Petroleum: Italy has proven oil reserves of about 620 million barrels, which are located in the northern part of the country, in Sicily, and along the Adriatic coast. Exploration is continuing and this number may increase. Italy wants to decrease its dependence on foreign oil sources by ramping up its domestic oil production, but even so it will remain a net oil importer by a large margin; Italy's outside sources of oil include Libya, Saudi Arabia, Iran, and Algeria. Petroleum presently accounts for more than 50% of Italy's energy consumption, but consumption of crude oil has been gradually declining since the mid 1990s due to less demand for oil for heating and electricity generation.
Natural gas: Italy has proven natural gas reserves of about 8 trillion cubic feet (tcf), which is less than a twenty-year supply at current production rates. Italy's gas consumption is presently third-highest in Europe, behind only Germany and the United Kingdom. Gas consumption is growing at a steady rate, and gas consumption in 2001 was fully 50% greater than it was in 1990. Most of Italy's gas imports presently come from Algeria and Russia, but there is a project underway to bring in gas from Libya via a new pipeline running under the Mediterranean from Libya to Sicily. Italy is also increasing its ability to import liquefied natural gas (LNG) by construction of additional regasification terminals at some of its port facilities. LNG now accounts for about 10% of Italy's natural gas imports.

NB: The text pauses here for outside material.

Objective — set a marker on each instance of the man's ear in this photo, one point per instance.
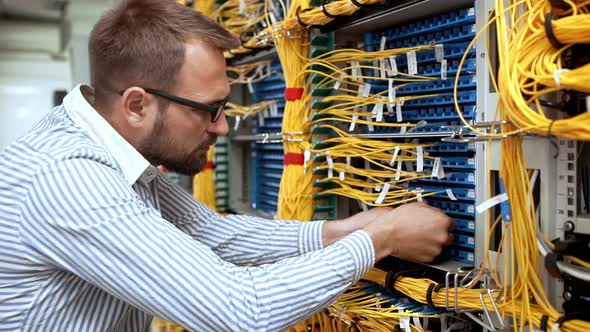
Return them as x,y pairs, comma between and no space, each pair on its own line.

Coal: Italy produces no coal, though coal contributes about 8% to Italy's primary energy demand. Italy imports steam coal from a variety of places including South Africa, Indonesia, Colombia, the United States, China, and Australia. Demand is increasing, mostly from additions to coal-fueled power generation capacity.

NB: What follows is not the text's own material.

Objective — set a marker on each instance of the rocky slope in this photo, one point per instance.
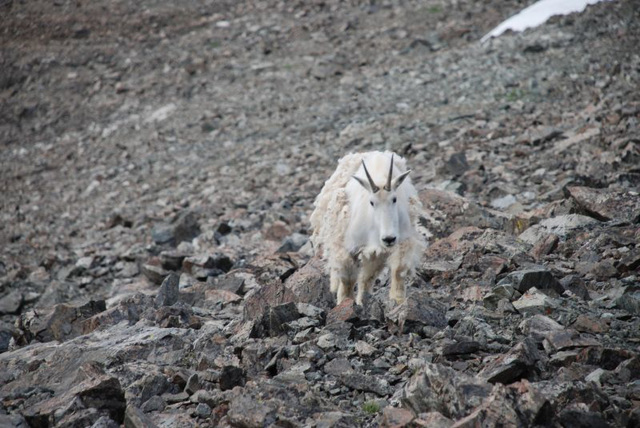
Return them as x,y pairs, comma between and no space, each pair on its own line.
159,163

Electricity: Electricity demand has been steadily increasing in Italy, with consumption now about one-third higher than it was in 1990. Most of Italy's electricity comes from fossil fuels, though a shift is occurring away from oil toward natural gas. Italy presently imports more than 15% of the electricity it consumes, mostly from France and Switzerland. Most of Italy's electricity is generated (4/5) from fossil fuels. There are four nuclear power plants in the country, but none have been in use since 1987, when a public ballot referendum opted to discontinue all use of nuclear power. These four nuclear power plants are now being dismantled. Most new power-generating facilities, at least in the near future, will be fueled by natural gas. Clean coal technologies such as fluidized-bed combustion and integrated gasification combined cycle are expected to be used for any new coal-fueled power plants.
Carbon Emissions Information
At the 1997 Kyoto conference, the EU as a whole agreed to limit its increase in greenhouse gas emissions to 8% below 1990 levels by the 2008-2012 time frame. Italy currently is responsible for about 1.8% of the world's total fossil fueled-based carbon emissions (ranking it 10th in the world), but has taken some steps to attempt to reduce its carbon emissions, including encouraging the use of natural gas for power generation and implementing a carbon tax (in 1999). Increased use of renewable energy is also a national priority; Italy now funds more than 25% of all photovoltaic research in the EU, and Italy already ranks 5th in the world in geothermal electricity generation. Nevertheless, in 2002 the total CO2 emissions were 8% higher than in 1990.
Potential for geological storage of CO2 in Italy
Studies supported under Joule II (CT92-0031: The underground disposal of Carbon Dioxide) evaluated the potential for geological storage of CO2 in Italy as: (a) 440 Mt CO2 in deep aquifers (353 Mt onshore and 87 Mt offshore); (b) 790 Mt CO2 in depleted oil and gas fields, onshore and offshore. These data need a major revision because: (a) based only on public data and not on “sensible” data from oil companies; (b) calculated only from porosity and not from more realistic modelling on the reservoirs exploitations; (c) considering very limited data on aquifers (this explains an unrealistic more potential on depleted hydrocarbons fields in comparison with that of deep aquifers).